The looting and criminal acts were horrific and to a certain extent quite frightening. I hate that the area has been cordoned off; a listed building is now in ruins (alongside
other buildings) and that hard working people have lost their homes and businesses. Tottenham has somehow been able to get away with not becoming gentrified and hang on to its individuality but there is no question that it is a desperate place and you walk around hoping to see something different, something new but that hardly happens.
Although it did happen with the Tottenham Retail Park (that is just about a year old!)but now the majority of the businesses are ruins.

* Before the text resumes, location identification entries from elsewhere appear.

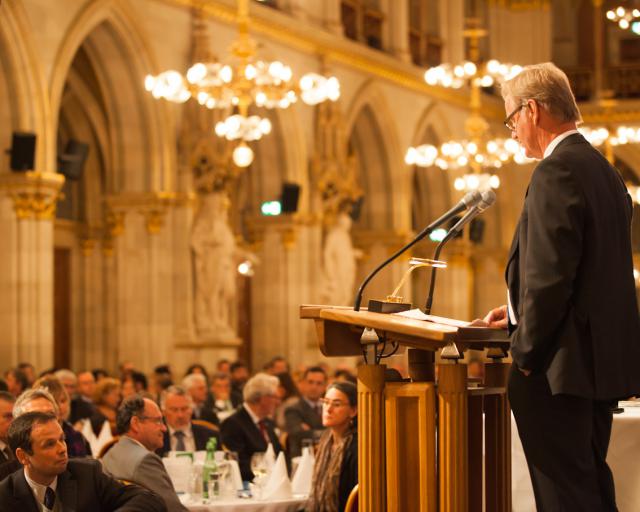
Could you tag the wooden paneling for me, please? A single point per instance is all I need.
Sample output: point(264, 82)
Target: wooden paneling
point(410, 411)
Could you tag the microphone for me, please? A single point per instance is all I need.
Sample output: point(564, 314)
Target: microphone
point(470, 200)
point(487, 198)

But given all that has happened- presently and back in 1985 – I am not ashamed of coming from the area, it certainly was a safe haven for my parents when they came here in the late 50s. Opportunists
and thugs are just taking advantage we are told; there is nothing happening in their boring lives so they do this they also say. Maybe there is a grain of truth in these comments, but surely the recession and ‘mad’ unemployment are some of the factors needed to be looked at as possible contributory reasons.
In general, Tottenhamites are friendly people and hate, as much as anyone, what is happening to their area and community. A final point, the day after the riot, I went
out as usual to buy the Sunday Times but was told by three newsagents that there was no delivery of these papers and that we would have to go outside the area to buy as they refused to come to the area. Yesterday, Monday, I went out to buy the Guardian, again, the same problem. I just hope that we are not going to see anymore of this.